Mrs. Haselford proved to be a gentle pleasant lady who shook hands kindly with Ingred, then excused herself on the score of ill-health, and retired to her room, leaving the girls to have tea by themselves.

“Mother’s never been really well for three years,” said Bess. “Not since Bert and Larry⁠—”

She did not finish her sentence, but her eyes turned to the wall where hung two portraits of lads in khaki. Ingred understood. She knew that Bess had lost both brothers in the war, and she had heard that poor Mrs. Haselford had shut herself up in her grief and refused all comfort, sometimes even to the extent of remaining for days upstairs, and neglecting the company of husband and child. Her attitude to Bess was often peculiar, it was almost as if she resented her daughter being left when her adored boys had been taken from her. Bess never knew how she would be received, for sometimes her mother would seem unable to bear her presence, and at other times would unreasonably chide her for neglect. It began to dawn on Ingred how very lonely her friend must be. She had secretly envied her the possession of Rotherwood, but now she realized how little the house itself would mean without the happy home life in which brothers and sister had borne their part.

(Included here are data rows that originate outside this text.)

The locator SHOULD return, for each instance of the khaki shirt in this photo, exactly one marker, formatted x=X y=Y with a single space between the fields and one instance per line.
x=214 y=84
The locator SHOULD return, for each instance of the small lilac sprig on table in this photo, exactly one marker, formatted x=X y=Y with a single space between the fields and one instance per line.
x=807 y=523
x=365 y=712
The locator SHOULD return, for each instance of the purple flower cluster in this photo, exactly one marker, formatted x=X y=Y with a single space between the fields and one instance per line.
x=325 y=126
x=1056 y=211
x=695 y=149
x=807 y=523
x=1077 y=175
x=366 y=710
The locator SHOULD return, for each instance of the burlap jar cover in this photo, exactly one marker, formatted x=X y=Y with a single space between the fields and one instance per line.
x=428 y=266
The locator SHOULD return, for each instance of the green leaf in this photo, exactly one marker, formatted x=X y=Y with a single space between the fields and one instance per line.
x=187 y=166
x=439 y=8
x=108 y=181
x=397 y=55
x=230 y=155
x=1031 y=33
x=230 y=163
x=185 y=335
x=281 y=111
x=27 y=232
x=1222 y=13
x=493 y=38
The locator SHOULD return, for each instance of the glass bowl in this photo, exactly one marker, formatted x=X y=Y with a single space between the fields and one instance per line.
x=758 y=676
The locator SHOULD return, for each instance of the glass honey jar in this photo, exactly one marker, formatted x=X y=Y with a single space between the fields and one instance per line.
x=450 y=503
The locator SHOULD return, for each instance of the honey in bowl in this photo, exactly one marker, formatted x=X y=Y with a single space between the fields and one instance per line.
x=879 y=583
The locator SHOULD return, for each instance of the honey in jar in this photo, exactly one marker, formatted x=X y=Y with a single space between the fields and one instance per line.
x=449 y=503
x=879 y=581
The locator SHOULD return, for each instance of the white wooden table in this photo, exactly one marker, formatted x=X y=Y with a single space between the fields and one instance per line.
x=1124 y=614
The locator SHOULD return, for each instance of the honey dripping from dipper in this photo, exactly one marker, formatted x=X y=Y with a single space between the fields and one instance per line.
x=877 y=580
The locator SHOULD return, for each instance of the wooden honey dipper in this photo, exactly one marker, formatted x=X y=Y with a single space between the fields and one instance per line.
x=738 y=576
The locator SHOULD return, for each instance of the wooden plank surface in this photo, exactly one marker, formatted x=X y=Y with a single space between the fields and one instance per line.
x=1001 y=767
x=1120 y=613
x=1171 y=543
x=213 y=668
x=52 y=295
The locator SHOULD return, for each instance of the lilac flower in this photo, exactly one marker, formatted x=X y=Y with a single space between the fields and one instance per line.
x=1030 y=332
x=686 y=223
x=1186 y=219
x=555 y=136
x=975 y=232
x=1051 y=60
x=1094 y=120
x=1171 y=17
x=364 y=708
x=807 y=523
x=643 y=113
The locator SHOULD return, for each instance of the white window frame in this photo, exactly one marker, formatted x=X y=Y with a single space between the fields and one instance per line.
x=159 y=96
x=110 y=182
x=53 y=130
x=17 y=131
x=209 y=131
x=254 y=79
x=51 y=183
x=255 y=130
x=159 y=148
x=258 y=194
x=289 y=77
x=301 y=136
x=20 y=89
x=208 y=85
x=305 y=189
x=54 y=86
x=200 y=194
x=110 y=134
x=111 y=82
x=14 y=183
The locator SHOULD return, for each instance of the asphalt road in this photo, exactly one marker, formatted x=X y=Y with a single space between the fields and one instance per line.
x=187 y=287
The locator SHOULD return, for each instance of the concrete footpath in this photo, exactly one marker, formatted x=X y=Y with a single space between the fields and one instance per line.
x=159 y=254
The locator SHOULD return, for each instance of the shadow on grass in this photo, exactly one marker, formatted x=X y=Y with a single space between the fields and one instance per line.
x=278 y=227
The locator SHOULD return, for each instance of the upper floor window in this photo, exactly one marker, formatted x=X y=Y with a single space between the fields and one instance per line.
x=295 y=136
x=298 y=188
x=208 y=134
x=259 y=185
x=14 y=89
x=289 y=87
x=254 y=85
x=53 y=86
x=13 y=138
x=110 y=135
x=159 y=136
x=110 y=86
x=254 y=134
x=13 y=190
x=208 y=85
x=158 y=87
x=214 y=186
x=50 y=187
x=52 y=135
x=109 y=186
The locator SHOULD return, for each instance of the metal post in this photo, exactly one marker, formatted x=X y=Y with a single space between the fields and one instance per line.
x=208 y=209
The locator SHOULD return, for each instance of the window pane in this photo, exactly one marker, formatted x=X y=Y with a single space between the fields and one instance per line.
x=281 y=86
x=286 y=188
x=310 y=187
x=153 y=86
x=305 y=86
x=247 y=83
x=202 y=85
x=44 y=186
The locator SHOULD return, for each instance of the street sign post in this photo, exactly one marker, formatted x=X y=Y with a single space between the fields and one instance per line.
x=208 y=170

“I’d rather have the bungalow with the family, than Rotherwood all alone!” she ruminated. “As for Muvkins, she’s one in a million. I believe she’d be cheery in a coal cellar, so long as she’d a solitary chick to keep under her wing. Why, if we’d lost our boys, she’d have been trying to make it up to Queenie and me for not having brothers. I know her! That’s her way!”

Bess had much to show to her visitor when tea in the dainty morning-room was over. There were her books, and her photographs and postcard albums, and all kinds of girlish possessions, and a cocker spaniel with three puppies as fat as roly-poly puddings, and a fern-case opening out of one of her bedroom windows, and a collection of pressed wild flowers, and a green parroquet that would sit on her wrist, and allow her to stroke its head, though it snapped at strangers. They had been working upwards through the house, and finally Bess led the way to the top landing of all. She paused for a moment before the door of an attic room.

“I expect you’ll know this place!” she remarked shyly, ushering in her guest.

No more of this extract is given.